Stocks fell this morning after opening moderately higher. The Dow, S&P, and Nasdaq Composite all tumbled shortly before noon as nearly every sector got hit by a wave of midday selling. Energy and financials – two of the better performing sectors over the last week – were dragged lower, causing the Dow to plunge over 1%. Tech, meanwhile, traded for a slight loss.

What also fell today were Treasury yields. The 10-year Treasury yield dropped to 1.52%, which may have helped lagging tech shares stay afloat. Several Big Tech names plunged, but overall, the tech sector fared far better than the rest of the market. Semiconductor stocks like Nvidia (NASDAQ: NVDA) and Advanced Micro Devices (NASDAQ: AMD) traded higher.

Today’s losses don’t come as much of a surprise, though. September has historically been a rough month for bulls. This year, that certainly seemed to be the case.

“September lived up to its reputation and dented stock portfolio returns, but not too badly,” explained Ed Yardeni, founder of Yardeni Research.

“There has been a lot of concern that higher wages, higher energy prices, and higher transportation costs will weigh on earnings for the remainder of this year and into 2022. It’s certainly something we’ll be tracking. But so far, analysts remain relatively sanguine.”

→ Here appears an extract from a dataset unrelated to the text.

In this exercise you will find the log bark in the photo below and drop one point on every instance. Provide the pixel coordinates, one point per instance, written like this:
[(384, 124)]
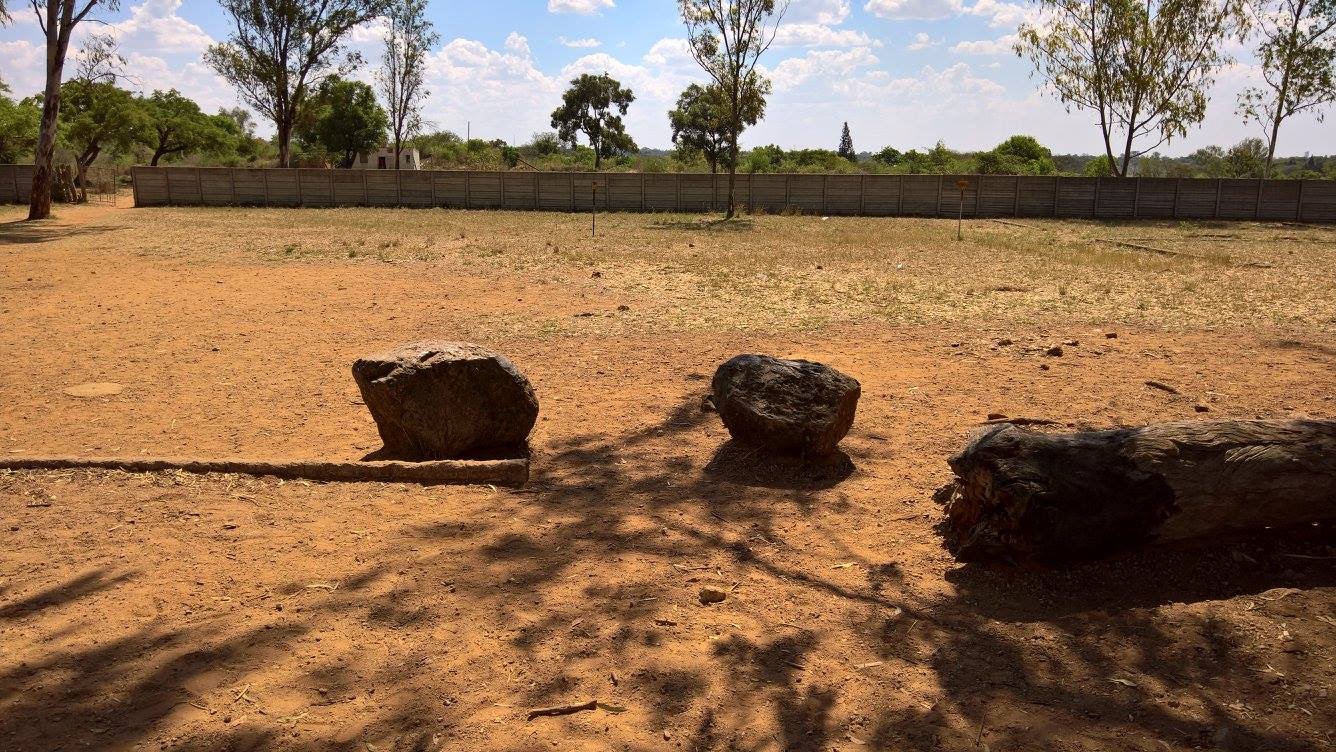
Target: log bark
[(1022, 494), (496, 472)]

It’s also something we’ve been warning of for months; that rising producer costs would eventually hurt sentiment. It all started back in early August when Clorox (NYSE: CLX) reported disastrous earnings due to rising manufacturing and logistics costs. The company went so far as to reduce its 2022 revenue projections.

Other corporations are likely to provide similar reports in the coming weeks. But will it be enough to end the bull market?

Many analysts believe it won’t, and even better, that the worst is now behind us.

“We haven’t had even a 5% pullback since October of last year. It’s going to be a year. This feels a lot worse than it actually is because we haven’t had much volatility since last October, last September,” said Paul Schatz, President of Heritage Capital President.

“But remember, all the reasons why we’re going down — nothing is new. You’ve got the debt ceiling and the government shutdown and Evergrande and inflation. All known things. None of these are going to befall the bull market or cause a recession.”

Schatz continued:

“There’s always some kind of short-term thing the market focuses on to get a pullback going. We’ve got it. I think it’s one you buy with both hands in the next week or so, and I think we’re going strongly to new highs in Q4.”

Every monthly dip over the last year has been filled and then some. Traders who bought these dips were rewarded handsomely time and time again.

Will October provide a repeat performance?

Probably. Let’s not forget that the Fed isn’t tapering just yet. All of the lingering market fears have yet to truly “come to a head.”

And until they do, dip-buying remains a sound strategy, especially with stocks back near their September lows.